Despite those differences, the juvenile marmoset became wholly integrated into its adoptive social group. "It travelled and fed with the group, responded to alarm vocalisations given by members of the group, and played," the researchers wrote in the American Journal of Primatology. During social play with their unlikely friend, the juvenile capuchins actually adjusted the force of their movements to account for the puny marmoset's size and strength. And the adult capuchins, including the dominant male, were extremely tolerant of the impostor. The marmoset would patiently watch the adults crack nuts between two rocks and sneak an occasional snack, much as a young capuchin would.

But he (or she) wasn't simply a marmoset in a capuchin suit. Capuchins travel by leaping from tree to tree. Given its size, the marmoset often struggled to keep up. The capuchins all but ignored the marmoset's distress cries, despite being within hearing distance. Like many human adoptions, the match wasn't always perfect.

How did it happen?
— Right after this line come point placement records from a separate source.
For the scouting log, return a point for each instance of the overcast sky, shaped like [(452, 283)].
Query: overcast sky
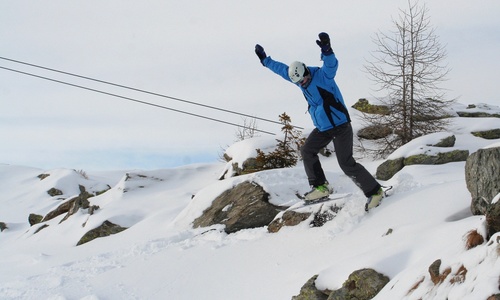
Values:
[(200, 51)]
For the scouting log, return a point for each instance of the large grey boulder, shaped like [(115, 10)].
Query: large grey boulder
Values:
[(105, 229), (244, 206), (310, 292), (390, 167), (482, 175), (362, 284)]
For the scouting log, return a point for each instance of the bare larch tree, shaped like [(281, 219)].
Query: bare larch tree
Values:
[(407, 65)]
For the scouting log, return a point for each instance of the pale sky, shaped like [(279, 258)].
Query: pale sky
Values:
[(200, 51)]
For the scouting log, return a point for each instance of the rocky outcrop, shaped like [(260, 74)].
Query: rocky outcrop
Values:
[(244, 206), (374, 132), (34, 219), (390, 167), (106, 229), (72, 206), (439, 159), (310, 292), (482, 176), (289, 218), (54, 192), (492, 134), (362, 284), (363, 105)]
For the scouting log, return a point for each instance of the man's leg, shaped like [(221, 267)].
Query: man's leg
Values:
[(343, 148), (314, 143)]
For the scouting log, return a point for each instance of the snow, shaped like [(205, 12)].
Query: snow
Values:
[(160, 255)]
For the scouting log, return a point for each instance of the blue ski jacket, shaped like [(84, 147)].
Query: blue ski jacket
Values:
[(326, 105)]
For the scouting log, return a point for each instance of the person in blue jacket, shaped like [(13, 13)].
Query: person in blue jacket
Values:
[(331, 120)]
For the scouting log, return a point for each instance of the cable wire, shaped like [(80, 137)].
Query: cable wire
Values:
[(143, 91), (130, 99)]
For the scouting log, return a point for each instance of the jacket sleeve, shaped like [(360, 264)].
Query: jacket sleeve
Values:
[(277, 67), (330, 65)]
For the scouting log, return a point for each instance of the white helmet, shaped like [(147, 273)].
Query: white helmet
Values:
[(297, 71)]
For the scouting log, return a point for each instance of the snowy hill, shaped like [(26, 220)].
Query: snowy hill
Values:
[(160, 255)]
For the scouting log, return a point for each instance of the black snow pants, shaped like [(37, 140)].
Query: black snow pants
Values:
[(342, 138)]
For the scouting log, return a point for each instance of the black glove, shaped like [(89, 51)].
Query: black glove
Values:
[(260, 53), (324, 43)]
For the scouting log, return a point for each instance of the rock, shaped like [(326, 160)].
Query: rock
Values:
[(465, 114), (482, 176), (34, 219), (434, 271), (374, 132), (436, 276), (363, 105), (244, 206), (54, 192), (71, 206), (493, 219), (309, 291), (106, 229), (492, 134), (439, 159), (446, 142), (289, 218), (43, 176), (362, 284), (61, 209), (389, 167)]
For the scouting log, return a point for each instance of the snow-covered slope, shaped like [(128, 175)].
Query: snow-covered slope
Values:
[(160, 255)]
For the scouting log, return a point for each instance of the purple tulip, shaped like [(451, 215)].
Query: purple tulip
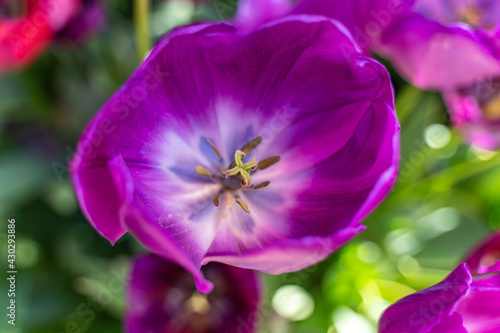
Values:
[(485, 257), (435, 44), (261, 150), (461, 303), (475, 112), (163, 298)]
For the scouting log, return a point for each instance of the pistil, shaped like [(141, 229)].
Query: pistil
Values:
[(241, 169), (238, 169)]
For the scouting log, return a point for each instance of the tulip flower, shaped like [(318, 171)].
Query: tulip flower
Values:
[(163, 298), (28, 27), (87, 21), (262, 150), (485, 257), (461, 303)]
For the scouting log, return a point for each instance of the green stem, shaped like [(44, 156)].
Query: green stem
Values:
[(141, 20)]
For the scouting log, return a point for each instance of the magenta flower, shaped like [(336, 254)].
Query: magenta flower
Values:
[(461, 303), (27, 28), (485, 257), (261, 150), (163, 298), (434, 44), (475, 112)]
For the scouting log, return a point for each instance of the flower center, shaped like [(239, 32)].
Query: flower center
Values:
[(237, 177), (241, 169)]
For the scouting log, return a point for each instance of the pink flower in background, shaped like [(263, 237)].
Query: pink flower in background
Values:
[(163, 298), (475, 112), (28, 27), (461, 303), (263, 150), (485, 257), (434, 44), (87, 21)]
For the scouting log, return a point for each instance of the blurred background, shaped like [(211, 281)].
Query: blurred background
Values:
[(72, 280)]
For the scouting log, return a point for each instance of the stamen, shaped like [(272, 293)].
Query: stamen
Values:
[(216, 200), (202, 171), (492, 109), (214, 148), (243, 169), (251, 145), (198, 303), (261, 185), (243, 205), (264, 164)]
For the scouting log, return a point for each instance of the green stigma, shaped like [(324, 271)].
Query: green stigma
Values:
[(242, 169)]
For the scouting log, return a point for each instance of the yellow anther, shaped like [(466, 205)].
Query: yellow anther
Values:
[(202, 171), (243, 205), (242, 169)]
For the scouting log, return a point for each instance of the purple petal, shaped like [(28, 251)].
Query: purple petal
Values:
[(480, 308), (486, 256), (424, 310), (253, 13), (299, 83), (160, 296)]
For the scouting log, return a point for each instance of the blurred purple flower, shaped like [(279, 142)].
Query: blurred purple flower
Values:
[(435, 44), (475, 112), (314, 118), (461, 303), (451, 46), (485, 257), (87, 21), (163, 298)]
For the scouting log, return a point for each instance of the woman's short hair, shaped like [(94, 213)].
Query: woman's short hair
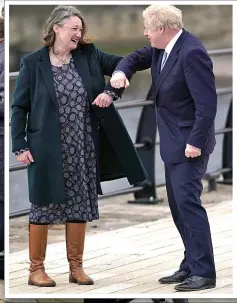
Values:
[(163, 16), (58, 16), (1, 27)]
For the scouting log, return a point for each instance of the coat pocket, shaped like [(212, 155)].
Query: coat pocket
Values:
[(185, 123)]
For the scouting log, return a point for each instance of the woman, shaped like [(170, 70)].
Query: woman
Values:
[(71, 145)]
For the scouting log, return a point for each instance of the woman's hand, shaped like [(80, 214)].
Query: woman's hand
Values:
[(25, 157), (103, 100)]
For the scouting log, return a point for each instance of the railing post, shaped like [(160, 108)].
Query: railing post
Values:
[(146, 134), (227, 160)]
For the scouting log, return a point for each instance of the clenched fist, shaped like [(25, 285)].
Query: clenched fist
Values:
[(25, 157)]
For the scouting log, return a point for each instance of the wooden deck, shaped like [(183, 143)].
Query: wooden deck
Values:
[(129, 261)]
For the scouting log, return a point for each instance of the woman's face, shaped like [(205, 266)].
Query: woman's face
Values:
[(68, 35)]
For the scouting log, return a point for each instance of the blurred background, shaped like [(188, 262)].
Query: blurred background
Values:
[(118, 29)]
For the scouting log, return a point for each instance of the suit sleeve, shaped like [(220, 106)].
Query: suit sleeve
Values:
[(200, 80), (20, 108)]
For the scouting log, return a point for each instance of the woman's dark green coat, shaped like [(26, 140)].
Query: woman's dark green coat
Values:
[(35, 124)]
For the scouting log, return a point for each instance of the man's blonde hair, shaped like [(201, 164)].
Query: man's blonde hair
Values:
[(163, 16)]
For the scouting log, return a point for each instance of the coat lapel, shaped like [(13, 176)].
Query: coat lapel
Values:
[(170, 62), (46, 70), (81, 63)]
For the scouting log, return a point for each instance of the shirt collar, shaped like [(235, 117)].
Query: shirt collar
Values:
[(171, 44)]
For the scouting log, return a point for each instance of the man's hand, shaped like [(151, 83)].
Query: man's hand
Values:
[(25, 157), (119, 80), (192, 152), (103, 100)]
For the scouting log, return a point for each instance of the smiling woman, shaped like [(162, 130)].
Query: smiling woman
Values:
[(70, 144)]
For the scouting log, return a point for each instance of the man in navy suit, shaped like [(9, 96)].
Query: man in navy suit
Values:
[(186, 103)]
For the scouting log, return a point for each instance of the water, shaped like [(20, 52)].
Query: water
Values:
[(138, 90)]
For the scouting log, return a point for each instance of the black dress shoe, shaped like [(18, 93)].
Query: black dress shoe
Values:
[(178, 277), (196, 283)]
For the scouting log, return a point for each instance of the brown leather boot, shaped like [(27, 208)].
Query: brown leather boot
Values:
[(75, 239), (37, 248)]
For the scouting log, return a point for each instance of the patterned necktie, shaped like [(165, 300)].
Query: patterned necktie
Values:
[(163, 60)]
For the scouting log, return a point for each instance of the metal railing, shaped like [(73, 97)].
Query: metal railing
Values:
[(145, 144)]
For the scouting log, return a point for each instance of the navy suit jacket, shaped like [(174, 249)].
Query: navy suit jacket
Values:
[(184, 93)]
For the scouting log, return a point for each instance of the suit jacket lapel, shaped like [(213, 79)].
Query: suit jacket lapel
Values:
[(81, 63), (46, 70), (170, 61)]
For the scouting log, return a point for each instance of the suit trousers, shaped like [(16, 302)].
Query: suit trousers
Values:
[(184, 188)]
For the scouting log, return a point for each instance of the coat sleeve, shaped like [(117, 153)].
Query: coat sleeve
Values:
[(20, 108), (201, 83)]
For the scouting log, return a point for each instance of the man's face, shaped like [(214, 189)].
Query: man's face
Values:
[(155, 36)]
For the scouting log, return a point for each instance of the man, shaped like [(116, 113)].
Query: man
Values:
[(186, 102), (1, 147)]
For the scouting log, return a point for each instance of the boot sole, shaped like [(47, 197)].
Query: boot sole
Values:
[(40, 285), (177, 282)]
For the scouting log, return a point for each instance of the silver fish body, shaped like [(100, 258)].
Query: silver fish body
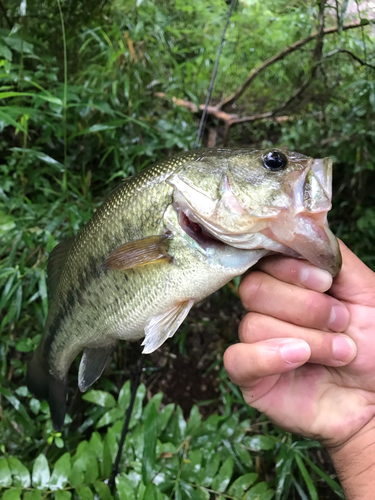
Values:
[(166, 239)]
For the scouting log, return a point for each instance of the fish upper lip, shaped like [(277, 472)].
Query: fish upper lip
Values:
[(196, 230)]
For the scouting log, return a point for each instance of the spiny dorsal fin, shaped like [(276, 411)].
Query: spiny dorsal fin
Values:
[(56, 262), (93, 362), (139, 253), (164, 326)]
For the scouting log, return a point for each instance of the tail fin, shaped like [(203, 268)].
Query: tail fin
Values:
[(43, 385)]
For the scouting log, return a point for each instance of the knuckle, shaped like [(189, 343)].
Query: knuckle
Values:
[(248, 326), (317, 309), (251, 287)]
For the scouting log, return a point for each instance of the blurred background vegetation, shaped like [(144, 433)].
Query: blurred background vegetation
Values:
[(93, 91)]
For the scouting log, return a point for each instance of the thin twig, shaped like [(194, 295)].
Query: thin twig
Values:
[(210, 88), (345, 51), (4, 11), (125, 428), (283, 53)]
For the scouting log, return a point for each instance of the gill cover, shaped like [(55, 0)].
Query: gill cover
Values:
[(246, 204)]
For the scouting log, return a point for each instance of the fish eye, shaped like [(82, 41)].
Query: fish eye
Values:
[(275, 161)]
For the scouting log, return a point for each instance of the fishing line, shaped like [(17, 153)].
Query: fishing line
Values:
[(202, 123)]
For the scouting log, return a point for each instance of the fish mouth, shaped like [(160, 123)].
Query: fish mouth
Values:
[(303, 236), (197, 231), (309, 236)]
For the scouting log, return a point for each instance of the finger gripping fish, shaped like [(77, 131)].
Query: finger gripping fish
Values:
[(165, 239)]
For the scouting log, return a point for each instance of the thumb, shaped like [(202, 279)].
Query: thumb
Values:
[(355, 282)]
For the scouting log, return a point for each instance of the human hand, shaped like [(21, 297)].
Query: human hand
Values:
[(307, 359)]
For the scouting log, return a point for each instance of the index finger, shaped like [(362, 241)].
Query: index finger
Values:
[(296, 272)]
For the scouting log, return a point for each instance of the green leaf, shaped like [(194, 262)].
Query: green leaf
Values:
[(331, 482), (61, 472), (12, 494), (243, 455), (164, 417), (260, 492), (242, 484), (258, 443), (102, 490), (40, 473), (5, 52), (221, 481), (21, 476), (62, 495), (33, 495), (109, 417), (138, 406), (123, 399), (125, 489), (5, 476), (18, 406), (212, 467), (194, 420), (149, 451), (100, 398)]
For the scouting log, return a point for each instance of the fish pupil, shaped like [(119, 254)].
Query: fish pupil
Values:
[(275, 161)]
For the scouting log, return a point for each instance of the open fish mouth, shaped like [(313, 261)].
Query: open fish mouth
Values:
[(303, 235)]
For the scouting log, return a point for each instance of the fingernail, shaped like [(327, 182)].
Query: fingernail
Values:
[(339, 318), (295, 351), (344, 349), (316, 279)]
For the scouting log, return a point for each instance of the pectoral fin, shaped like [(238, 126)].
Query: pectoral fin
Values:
[(139, 253), (92, 365), (162, 327)]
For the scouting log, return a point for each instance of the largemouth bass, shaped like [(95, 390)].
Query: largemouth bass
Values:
[(167, 238)]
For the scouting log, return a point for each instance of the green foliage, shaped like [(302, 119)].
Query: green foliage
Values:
[(67, 141), (164, 456)]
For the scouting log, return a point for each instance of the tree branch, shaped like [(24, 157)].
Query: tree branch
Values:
[(283, 53), (228, 118), (344, 51)]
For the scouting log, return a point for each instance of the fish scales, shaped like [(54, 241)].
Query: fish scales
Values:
[(167, 238)]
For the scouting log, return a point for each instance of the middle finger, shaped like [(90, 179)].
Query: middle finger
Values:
[(265, 294)]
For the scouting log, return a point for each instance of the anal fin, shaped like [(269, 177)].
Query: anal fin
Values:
[(164, 326), (93, 362)]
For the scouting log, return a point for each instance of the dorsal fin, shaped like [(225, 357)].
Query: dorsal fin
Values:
[(56, 262)]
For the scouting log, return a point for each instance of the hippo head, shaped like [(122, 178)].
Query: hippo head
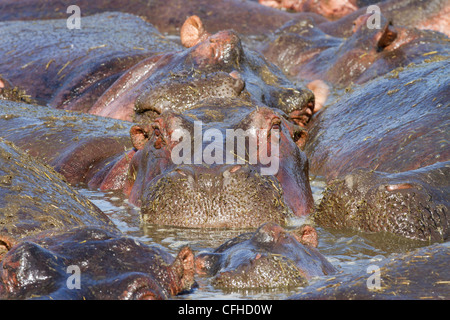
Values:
[(222, 164), (271, 257), (92, 263), (217, 66)]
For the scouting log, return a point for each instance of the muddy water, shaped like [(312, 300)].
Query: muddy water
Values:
[(346, 251)]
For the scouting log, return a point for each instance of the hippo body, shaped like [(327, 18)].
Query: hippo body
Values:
[(96, 151), (270, 257), (417, 275), (394, 123), (412, 204), (420, 14), (245, 17), (140, 78), (109, 266), (47, 227), (70, 68)]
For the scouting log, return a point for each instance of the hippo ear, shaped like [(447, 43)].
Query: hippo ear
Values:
[(388, 36), (183, 266), (139, 137), (192, 32), (307, 235), (300, 136)]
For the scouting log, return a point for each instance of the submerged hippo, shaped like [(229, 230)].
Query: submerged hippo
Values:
[(46, 228), (420, 14), (329, 9), (96, 151), (60, 66), (304, 51), (270, 257), (93, 263), (34, 198), (421, 274), (412, 204), (139, 78), (397, 122), (245, 17)]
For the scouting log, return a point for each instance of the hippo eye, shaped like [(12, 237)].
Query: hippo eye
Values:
[(158, 135), (276, 124)]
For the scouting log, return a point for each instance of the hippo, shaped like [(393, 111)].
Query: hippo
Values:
[(70, 68), (123, 84), (46, 227), (109, 265), (270, 257), (421, 274), (330, 9), (98, 152), (412, 204), (420, 14), (34, 198), (212, 66), (394, 123), (305, 52), (246, 17)]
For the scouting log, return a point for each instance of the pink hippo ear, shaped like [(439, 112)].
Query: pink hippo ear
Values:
[(184, 269), (307, 235), (139, 137), (192, 32), (388, 36)]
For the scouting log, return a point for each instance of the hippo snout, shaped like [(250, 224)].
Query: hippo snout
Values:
[(231, 195)]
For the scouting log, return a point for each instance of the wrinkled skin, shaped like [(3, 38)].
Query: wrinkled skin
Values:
[(76, 145), (233, 194), (34, 198), (412, 204), (245, 17), (304, 51), (393, 123), (111, 266), (70, 69), (420, 274), (270, 257), (330, 9), (242, 197)]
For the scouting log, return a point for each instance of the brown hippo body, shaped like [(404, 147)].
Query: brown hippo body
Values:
[(270, 257), (93, 263), (397, 122), (305, 52), (421, 274)]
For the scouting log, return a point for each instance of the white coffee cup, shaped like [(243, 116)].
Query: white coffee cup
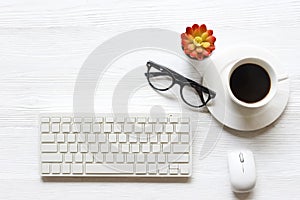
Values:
[(268, 77)]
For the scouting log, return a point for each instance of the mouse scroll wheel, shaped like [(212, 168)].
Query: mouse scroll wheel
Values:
[(241, 157)]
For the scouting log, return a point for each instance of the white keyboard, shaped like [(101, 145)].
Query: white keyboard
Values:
[(107, 145)]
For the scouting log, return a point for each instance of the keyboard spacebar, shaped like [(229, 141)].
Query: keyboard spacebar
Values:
[(109, 169)]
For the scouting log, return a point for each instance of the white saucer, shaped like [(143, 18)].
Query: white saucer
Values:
[(228, 112)]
It's likely that the adult capuchins were simply predisposed to care for young primates. They're also extremely tolerant of infants in the first place. In addition, given how small the marmoset is compared to the capuchins, they didn't need to give up too much of their own food so that it might survive. A female capuchin would barely notice a tiny marmoset clinging to her fur, making it reasonable to assume that the infant didn't slow her down at all.

It seems as if the drive to care for helpless infants is fairly universal among species that care for their own young – and even between different animals. What else could explain our own species' obsession with puppies, kittens and other baby animals?